The term, ‘skin cream,’ typically has positive connotations with the marketing terms often used to promote them: soothing, gentle, calming, pain-reducing, etc. And in the world of perleche, any angular cheilitis cream is designed for these purposes – to provide relief, hopefully instantaneous relief, and contribute towards healing.
You and your doctor can choose among the following angular cheilitis creams, but they’re listed in no order of preference. Of course, women who are pregnant and breast-feeding must especially weigh the pros and cons of any given treatment with their physician.
Angular Cheilitis Creams – Available by Prescription
1) Nystatin – This can be effective for those with fungi-caused angular cheilitis as Nystatin is an antifungal cream. This product seems well-tolerated by most and is therefore prescribed quite frequently. Some physicians prefer to offer a formulation where Nystatin is combined with a steroid, such as Triamcinolone Acetonide (Mycolog-II) to reduce concomitant inflammation.
2) Ketoconazole cream – Works to kill a fungal infection so this may be effective if offending fungi (not bacteria) have produced perleche. Ketoconazole may be prescribed with other agents that are anti-inflammatory in nature.

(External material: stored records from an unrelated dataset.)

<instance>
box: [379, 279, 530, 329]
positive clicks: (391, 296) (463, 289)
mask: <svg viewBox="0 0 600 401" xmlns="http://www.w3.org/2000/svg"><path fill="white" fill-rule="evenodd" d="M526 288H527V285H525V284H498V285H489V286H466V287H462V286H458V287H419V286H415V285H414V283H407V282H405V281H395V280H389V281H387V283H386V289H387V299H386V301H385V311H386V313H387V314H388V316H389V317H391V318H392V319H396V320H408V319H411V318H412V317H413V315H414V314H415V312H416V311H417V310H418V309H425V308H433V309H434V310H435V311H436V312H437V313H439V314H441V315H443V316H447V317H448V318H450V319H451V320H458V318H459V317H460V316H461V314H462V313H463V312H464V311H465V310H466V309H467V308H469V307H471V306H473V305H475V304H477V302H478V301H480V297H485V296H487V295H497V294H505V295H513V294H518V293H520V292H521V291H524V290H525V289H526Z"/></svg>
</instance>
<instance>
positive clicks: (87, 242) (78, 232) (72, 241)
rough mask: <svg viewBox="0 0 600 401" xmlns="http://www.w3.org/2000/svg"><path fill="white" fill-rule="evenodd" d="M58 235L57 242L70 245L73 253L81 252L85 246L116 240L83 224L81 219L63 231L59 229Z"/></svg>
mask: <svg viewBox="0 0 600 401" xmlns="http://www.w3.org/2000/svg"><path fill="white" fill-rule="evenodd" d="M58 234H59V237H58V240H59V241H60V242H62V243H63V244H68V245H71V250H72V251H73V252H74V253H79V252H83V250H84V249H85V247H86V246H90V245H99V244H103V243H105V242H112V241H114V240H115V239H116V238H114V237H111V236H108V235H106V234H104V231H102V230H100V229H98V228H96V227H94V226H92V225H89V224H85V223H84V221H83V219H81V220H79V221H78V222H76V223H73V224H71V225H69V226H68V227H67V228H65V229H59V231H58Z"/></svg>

3) Alcortin A (gel) – This formulation contains 1% iodoquinol, 2% hydrocortisone acetate, and 1% aloe polysaccharides, each ingredient leading to a synergistic potency against perleche. The iodoquinol is anti-bacterial, thwarting the growth of bacteria, and can also exhibit antifungal properties; the hydrocortisone is anti-inflammatory and can relieve pain, itching and swelling; and the polysaccharides provide further soothing relief.
4) Bactroban Mupirocin – This is a popular antibacterial prescription although its not too popular among bacterial cultures, particularly Staphylococcus aureus, thought to be responsible for some bouts of angular cheilitis. This angular cheilitis cream would not be effective against fungal cheilitis.
5) Desonide cream – This formulation seems versatile as its often prescribed to treat eczema, psoriasis, dermatitis, and yes, the remnants of angular cheilitis. A steroid that is meant to be used sparingly and only for the short-term, this cream targets inflammation. How does it accomplish this feat? It simply stimulates anti-inflammatory enzymes.
Follow doctor’s orders and wean yourself off Desonide slowly as the original symptoms can abruptly reappear. However, the product does not really tackle the underlying bacterial or fungal issues of angular cheilitis.
And by the way, further research indicates that Desonide cream should only be used when the infection is under control. Therefore, the doctor may prescribe Desonide after first prescribing an antibacterial or antifungal agent.
Now there are many other prescription angular cheilitis creams available but they may or may not be effective depending on the source of your cheilitis (i.e., bacteria or fungi) and whether the product specifically targets the offender. Effectiveness will also depend on your immune system.
Angular Cheilitis Creams – Available Over-the-Counter
Here are some angular cheilitis cream over-the-counter choices:
1) Clotrimazole (brand name, Lotrimin) – Designed to sooth fungal infections, Lotrimin may be a useful ally in your fight against perleche. You should see results in a week or two, if it works. As with many angular cheilitis creams, do not abruptly stop the medication when symptoms seem to subside. Prematurely stopping the medication may make the offending fungi even more resilient.
2) Micatin (generic name, miconazole) – Looking to interfere with the synthesis of fungal cell membranes? Micatin is designed for this objective, and may even exhibit antibacterial and anti-parasitic properties.
3) Lamisil (generic name, terbinafine – This antifungal formulation targets the itching, burning, and cracking associated with perleche. Of course, before its application (applicable to all creams), ensure that the area is thoroughly clean and dry.
4) Tinactin (generic name, tolnaftate) – Yes, I know that you’ve heard this product is marketed to get rid of athlete’s foot, and as such, you may not want such a product to touch your lips. But realize, its antifungal prowess may just be that missing link in eliminating perleche.
5) Cortizone 10 (generic name, hydrocortisone / iodoquinol) – Many folks just use plain, old hydrocortisone to relieve the inflammation associated with cheilitis. Why not try a formulation that combines anti-inflammatory hydrocortisone with iodoquinol, a bacteria and fungal fighter? We not only want to relieve cheilitis symptoms but get rid of it altogether.
Now obtain your doctor’s angular cheilitis cream advice, and follow the suggested course of treatment. This may be a case of trial and error as individual response will vary. There is no guarantee that any cream will cream your perleche but they’re worth trying as long as you follow the treatment protocol.